PART ONE: The Man From Café Central
THE OFFICE IS hard to find, and intentionally so. Located near the
end of a narrow, curving lane, in a quarter of Vienna more renowned
for its nightlife than its tragic past, the entrance is marked only
by a small brass plaque bearing the inscription Wartime Claims and
Inquiries. The security system, installed by an obscure firm based
in Tel Aviv, is formidable and highly visible. A camera glowers
menacingly from above the door. No one is admitted without an
appointment and a letter of introduction. Visitors must pass
through a finely tuned magnetometer. Purses and briefcases are
inspected with unsmiling efficiency by one of two disarmingly
pretty girls. One is called Reveka, the other Sarah.

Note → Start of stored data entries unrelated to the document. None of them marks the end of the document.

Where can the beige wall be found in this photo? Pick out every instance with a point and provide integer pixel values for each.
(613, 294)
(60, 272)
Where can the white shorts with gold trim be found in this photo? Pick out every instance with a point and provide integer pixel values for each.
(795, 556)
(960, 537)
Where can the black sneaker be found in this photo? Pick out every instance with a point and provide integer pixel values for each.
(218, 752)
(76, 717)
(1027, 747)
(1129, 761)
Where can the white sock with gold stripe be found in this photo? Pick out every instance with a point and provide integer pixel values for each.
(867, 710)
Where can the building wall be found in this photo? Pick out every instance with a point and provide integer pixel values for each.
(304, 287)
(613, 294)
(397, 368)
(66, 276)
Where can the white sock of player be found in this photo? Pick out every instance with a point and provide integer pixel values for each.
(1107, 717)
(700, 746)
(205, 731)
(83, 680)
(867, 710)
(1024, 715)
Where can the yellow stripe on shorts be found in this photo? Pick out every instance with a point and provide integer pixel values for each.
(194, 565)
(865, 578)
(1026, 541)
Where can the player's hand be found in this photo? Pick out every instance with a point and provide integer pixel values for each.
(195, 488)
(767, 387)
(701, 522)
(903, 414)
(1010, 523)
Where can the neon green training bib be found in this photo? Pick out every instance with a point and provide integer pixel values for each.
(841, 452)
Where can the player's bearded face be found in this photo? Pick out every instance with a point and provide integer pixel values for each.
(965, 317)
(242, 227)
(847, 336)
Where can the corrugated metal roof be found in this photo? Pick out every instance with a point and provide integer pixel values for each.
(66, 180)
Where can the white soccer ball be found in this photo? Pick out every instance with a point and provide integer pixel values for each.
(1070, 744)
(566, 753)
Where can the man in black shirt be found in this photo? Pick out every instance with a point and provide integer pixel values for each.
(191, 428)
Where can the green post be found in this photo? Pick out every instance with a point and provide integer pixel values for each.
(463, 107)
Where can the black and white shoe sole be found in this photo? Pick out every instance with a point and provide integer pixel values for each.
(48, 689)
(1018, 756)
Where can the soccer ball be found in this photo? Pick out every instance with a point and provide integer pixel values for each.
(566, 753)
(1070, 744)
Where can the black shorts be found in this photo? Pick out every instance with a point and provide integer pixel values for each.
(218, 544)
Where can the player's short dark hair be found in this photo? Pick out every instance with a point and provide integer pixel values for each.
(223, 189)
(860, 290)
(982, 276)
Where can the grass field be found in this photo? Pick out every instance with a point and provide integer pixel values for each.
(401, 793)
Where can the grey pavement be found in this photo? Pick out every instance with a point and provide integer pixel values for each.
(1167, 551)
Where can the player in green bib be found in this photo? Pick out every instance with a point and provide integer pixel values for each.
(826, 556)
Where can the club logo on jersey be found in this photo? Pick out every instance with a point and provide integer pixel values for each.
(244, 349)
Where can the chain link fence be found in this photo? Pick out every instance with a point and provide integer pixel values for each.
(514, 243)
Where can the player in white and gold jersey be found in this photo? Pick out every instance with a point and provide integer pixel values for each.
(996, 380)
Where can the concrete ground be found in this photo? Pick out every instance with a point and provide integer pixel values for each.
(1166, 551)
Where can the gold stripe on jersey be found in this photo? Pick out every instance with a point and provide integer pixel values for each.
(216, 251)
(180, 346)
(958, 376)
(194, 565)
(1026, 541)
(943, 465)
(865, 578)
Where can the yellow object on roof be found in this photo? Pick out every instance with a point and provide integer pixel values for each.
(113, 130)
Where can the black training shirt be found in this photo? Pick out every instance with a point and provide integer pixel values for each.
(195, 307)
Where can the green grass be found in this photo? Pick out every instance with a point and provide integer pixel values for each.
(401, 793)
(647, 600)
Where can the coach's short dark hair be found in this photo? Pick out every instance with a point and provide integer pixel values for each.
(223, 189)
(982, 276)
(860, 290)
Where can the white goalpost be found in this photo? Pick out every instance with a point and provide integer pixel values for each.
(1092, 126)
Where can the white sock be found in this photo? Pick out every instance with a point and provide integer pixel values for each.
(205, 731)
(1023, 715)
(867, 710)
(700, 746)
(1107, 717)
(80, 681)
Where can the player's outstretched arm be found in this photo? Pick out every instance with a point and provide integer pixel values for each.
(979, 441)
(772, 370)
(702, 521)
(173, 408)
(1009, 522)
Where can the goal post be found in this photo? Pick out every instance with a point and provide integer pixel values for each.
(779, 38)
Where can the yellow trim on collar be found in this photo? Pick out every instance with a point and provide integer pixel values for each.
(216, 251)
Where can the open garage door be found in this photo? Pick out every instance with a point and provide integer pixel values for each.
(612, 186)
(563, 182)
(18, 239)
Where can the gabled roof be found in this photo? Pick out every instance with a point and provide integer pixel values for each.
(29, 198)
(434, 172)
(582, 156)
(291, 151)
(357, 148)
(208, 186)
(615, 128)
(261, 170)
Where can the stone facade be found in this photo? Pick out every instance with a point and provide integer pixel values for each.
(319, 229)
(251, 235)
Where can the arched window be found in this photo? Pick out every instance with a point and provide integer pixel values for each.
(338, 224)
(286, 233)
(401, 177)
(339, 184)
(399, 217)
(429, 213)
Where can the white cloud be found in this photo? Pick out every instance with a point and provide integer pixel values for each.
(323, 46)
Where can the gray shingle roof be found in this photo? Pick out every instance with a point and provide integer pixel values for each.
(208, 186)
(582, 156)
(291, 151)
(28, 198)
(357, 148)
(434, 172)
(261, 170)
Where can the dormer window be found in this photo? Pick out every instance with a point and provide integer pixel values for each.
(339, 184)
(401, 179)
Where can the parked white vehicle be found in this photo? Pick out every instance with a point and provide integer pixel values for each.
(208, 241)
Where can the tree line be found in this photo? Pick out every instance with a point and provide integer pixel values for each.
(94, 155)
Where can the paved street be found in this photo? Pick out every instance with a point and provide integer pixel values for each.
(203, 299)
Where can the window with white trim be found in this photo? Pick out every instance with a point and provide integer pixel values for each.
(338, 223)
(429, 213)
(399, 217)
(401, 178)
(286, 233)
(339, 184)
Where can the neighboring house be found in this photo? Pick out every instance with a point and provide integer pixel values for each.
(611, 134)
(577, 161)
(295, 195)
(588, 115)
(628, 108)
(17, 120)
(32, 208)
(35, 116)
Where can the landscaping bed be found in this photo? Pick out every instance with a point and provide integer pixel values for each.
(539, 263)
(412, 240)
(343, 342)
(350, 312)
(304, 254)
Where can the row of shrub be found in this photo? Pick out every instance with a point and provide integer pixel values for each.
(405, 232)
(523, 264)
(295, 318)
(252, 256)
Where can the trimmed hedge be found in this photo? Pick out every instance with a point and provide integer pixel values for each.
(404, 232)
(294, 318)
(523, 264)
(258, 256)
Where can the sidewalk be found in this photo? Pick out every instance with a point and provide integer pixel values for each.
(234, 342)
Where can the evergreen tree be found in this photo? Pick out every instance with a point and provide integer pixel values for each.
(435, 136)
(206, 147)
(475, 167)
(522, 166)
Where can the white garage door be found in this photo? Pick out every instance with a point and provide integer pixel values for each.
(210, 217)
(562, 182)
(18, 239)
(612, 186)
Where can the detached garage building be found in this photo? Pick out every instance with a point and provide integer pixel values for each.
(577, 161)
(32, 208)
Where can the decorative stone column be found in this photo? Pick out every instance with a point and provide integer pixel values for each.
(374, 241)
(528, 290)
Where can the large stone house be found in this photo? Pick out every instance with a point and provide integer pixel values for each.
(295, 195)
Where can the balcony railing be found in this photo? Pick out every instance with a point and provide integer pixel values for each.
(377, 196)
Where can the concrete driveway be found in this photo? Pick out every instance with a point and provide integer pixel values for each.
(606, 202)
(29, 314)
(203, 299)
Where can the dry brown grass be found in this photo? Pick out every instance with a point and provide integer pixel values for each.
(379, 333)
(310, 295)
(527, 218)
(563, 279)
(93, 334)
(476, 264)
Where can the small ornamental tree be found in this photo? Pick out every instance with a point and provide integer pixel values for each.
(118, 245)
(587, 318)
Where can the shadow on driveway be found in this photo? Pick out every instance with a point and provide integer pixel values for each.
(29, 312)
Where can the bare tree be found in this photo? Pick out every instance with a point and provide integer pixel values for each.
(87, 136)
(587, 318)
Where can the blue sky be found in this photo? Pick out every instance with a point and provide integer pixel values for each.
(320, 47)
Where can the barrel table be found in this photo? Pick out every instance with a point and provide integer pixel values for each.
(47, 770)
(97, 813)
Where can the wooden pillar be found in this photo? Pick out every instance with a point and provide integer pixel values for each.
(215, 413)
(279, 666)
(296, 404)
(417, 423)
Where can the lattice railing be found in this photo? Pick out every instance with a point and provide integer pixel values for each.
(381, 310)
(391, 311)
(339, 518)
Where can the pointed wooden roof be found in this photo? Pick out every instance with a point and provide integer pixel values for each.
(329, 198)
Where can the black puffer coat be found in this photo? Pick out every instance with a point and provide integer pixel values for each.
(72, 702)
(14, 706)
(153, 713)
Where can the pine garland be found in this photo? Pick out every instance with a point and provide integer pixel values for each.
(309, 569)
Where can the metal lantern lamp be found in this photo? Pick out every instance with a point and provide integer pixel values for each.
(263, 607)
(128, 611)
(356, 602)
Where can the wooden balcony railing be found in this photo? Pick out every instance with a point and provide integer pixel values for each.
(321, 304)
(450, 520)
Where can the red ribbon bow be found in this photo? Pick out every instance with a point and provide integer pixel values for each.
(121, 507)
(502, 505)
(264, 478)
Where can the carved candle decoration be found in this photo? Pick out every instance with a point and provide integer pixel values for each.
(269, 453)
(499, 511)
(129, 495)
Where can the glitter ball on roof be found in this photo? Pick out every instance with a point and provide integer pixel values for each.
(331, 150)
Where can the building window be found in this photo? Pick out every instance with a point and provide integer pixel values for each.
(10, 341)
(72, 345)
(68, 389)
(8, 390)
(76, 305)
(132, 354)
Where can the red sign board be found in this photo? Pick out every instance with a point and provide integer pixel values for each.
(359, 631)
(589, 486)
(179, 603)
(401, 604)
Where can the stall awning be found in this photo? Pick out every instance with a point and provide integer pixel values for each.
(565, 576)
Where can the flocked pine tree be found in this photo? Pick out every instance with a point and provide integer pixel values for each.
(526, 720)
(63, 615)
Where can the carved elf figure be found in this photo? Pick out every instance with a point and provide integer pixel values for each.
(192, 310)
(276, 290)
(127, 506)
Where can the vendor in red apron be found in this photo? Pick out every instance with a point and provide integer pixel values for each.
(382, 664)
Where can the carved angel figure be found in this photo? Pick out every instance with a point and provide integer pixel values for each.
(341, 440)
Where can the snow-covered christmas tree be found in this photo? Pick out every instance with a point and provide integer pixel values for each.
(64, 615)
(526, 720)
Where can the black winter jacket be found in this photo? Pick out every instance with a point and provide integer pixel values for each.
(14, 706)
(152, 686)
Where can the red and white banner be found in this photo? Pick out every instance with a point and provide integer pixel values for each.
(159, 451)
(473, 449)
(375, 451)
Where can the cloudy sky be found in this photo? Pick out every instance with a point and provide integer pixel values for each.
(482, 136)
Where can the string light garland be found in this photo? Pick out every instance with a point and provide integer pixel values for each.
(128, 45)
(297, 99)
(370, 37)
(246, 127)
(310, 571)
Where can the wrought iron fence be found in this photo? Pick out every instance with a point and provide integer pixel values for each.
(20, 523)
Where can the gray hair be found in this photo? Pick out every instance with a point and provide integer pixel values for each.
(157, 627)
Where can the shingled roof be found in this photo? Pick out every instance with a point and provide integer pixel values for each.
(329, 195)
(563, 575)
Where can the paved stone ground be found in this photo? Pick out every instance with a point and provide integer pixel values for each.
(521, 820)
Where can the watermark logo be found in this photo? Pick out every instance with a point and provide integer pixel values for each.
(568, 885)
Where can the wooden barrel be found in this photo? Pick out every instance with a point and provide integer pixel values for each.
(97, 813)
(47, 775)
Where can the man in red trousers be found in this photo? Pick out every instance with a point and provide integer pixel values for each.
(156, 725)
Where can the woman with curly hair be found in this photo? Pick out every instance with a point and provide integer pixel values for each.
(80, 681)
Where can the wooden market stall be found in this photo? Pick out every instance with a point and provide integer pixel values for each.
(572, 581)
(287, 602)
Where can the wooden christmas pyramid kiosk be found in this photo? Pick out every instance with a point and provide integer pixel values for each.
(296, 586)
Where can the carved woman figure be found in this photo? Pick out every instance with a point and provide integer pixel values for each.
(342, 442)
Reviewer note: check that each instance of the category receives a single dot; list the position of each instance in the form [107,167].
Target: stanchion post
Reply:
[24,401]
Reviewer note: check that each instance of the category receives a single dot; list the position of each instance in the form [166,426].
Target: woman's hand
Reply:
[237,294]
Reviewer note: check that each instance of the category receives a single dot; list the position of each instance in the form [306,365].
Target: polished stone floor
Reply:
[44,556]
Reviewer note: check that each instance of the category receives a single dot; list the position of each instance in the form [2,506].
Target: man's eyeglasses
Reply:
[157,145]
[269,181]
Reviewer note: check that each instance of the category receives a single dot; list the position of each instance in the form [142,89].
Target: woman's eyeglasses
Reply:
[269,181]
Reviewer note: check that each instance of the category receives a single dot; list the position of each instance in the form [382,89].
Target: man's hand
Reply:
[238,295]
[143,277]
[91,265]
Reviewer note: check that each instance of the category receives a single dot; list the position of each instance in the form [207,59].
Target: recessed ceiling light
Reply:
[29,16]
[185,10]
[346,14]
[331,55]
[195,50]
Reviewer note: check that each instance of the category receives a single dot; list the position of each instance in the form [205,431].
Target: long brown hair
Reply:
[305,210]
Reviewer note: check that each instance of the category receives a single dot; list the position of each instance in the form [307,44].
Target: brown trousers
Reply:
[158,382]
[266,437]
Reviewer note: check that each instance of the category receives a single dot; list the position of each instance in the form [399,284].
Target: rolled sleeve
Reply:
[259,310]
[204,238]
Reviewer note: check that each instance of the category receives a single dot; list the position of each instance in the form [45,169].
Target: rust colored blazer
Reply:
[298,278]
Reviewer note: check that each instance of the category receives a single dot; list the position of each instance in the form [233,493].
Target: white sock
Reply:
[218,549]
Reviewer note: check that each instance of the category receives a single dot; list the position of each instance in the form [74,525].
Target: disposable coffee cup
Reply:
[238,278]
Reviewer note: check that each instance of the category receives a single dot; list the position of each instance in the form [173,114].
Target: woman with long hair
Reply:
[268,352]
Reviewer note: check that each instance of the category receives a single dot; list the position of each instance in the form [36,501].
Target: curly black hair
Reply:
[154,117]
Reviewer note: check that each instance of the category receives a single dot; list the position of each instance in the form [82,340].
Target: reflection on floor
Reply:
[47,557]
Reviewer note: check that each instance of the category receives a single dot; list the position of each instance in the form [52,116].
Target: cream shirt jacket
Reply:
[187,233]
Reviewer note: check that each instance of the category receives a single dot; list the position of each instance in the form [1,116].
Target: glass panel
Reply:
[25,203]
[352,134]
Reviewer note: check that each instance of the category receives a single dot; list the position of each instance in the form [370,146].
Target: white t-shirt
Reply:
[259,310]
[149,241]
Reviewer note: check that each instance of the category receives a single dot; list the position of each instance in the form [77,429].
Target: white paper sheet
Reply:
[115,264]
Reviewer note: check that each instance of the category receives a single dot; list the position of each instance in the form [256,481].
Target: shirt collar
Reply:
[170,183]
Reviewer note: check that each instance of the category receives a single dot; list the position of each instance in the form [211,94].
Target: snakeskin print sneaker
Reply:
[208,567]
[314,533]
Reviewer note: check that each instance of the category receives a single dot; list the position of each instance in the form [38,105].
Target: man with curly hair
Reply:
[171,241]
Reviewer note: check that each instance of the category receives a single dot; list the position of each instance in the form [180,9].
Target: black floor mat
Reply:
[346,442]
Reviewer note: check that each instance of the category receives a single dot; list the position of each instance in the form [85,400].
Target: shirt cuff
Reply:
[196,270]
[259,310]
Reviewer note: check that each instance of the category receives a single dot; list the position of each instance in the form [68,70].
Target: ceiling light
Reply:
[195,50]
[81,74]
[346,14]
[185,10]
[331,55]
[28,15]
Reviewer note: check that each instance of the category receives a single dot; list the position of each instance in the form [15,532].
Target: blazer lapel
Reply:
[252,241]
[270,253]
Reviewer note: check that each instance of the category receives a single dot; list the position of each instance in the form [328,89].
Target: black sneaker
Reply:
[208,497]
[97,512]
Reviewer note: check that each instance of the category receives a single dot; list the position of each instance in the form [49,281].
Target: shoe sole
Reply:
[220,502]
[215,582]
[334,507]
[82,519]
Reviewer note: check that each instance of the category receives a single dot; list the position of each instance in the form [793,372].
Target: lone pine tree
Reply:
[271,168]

Once inside, the visitor is escorted along a claustrophobic
corridor lined with gunmetal-gray filing cabinets, then into a
large typically Viennese chamber with pale floors, a high ceiling,
and bookshelves bowed beneath the weight of countless volumes and
file folders. The donnish clutter is appealing, though some are
unnerved by the green-tinted bulletproof windows overlooking the
The man who works there is untidy and easily missed. It is his
special talent. Sometimes, as you enter, he is standing atop a
library ladder rummaging for a book. Usually he is seated at his
desk, wreathed in cigarette smoke, peering at the stack of
paperwork and files that never seems to diminish. He takes a moment
to finish a sentence or jot a loose minute in the margin of a
document, then he rises and extends his tiny hand, his quick brown
eyes flickering over you. "Eli Lavon," he says modestly as he
shakes your hand, though everyone in Vienna knows who runs Wartime
Claims and Inquiries.
Were it not for Lavon's well-established reputation, his
appearance-a shirtfront chronically smeared with ash, a shabby
burgundy-colored cardigan with patches on the elbows and a tattered
hem-might prove disturbing. Some suspect he is without sufficient
means; others imagine he is an ascetic or even slightly mad. One
woman who wanted help winning restitution from a Swiss bank
concluded he was suffering from a permanently broken heart. How
else to explain that he had never been married? The air of
bereavement that is sometimes visible when he thinks no one is
looking? Whatever the visitor's suspicions, the result is usually
the same. Most cling to him for fear he might float away.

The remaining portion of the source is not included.